ROSARNO Il coraggio di una donna decisa a ribellarsi ad una vita di soprusi, umiliazioni, violenze fisiche e psicologiche. Nelle carte dell’inchiesta che hanno portato all’arresto di Domenico e Rosario Arena, padre e figlio, occupano un capitolo decisamente delicato le minacce subite dall’ex moglie di quest’ultimo che si è rivolta ai pm della Dda di Reggio Calabria a quali ha raccontato spaccati di una vita infernale, vissuta dopo la decisione di interrompere la loro relazione. «Dovrai morire di fame» avrebbe scritto su Facebook un profilo fake riferendosi alla donna, che denuncia di aver ricevuto minacce di morte: «mi hanno più volte detto che per me era già pronta la ruspa, volendo intendere che mi avrebbero appunto uccisa e seppellita». Il narrato ricorda la tragica uccisione di Maria Chindamo, imprenditrice originaria di Laureana di Borrello, rapita e uccisa dalla criminalità organizzata. A confessare i dettagli del macabro delitto è stato il collaboratore di giustizia Antonio Cossidente. Nel corso dell’interrogatorio del 7 febbraio 2020, riferisce della distruzione del cadavere della donna: «la donna venne data in pasto ai maiali».

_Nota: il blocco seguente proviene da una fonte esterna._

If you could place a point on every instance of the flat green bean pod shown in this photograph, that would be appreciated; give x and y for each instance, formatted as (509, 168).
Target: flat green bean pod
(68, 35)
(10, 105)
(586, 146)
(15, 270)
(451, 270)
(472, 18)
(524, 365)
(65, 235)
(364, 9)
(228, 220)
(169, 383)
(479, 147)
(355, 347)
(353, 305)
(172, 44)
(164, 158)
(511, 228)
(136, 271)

I coniugi si separano nel 2018, e da quel momento la donna diventa un bersaglio mobile.
«Sono sempre stata detestata da tutta la famiglia e maltrattata in ogni occasione. Sono stata infatti minacciata, offesa verbalmente, non ho ricevuto mai regali e sono stata frequentemente picchiata da mio marito». Il racconto prosegue ed è condito da dettagli macabri. «Nel corso della mia vita matrimoniale mi sono spesse state recapitate, nella cassetta della posta, scritte al computer e prive di francobollo, lettere con un contenuto sempre offensivo nei riguardi della mia persona (…) mi sono stati recapitati anche libricini con contenuto pornografico». Un’esistenza – quella narrata dalla donna – vissuta in precario equilibrio, stretta tra la voglia di ribellarsi e andare via e la paura di possibili ritorsioni. Un giorno trova il coraggio, si reca in procura e denuncia tutto. Lo fa pensando al suo futuro ed a quello dei suoi figli. «Voglio andare via in maniera libera, non sotto protezione. La mia principale preoccupazione è quella di garantire ai miei figli una vita libera; voglio che possano avere una normale vita sociale e non voglio che debbano vivere rinchiusi in casa. So che rimanendo a vivere a Rosarno, inevitabilmente, avranno contatti con le famiglie mafiose del posto e questo è ciò che mi fa soffrire». (f.b.)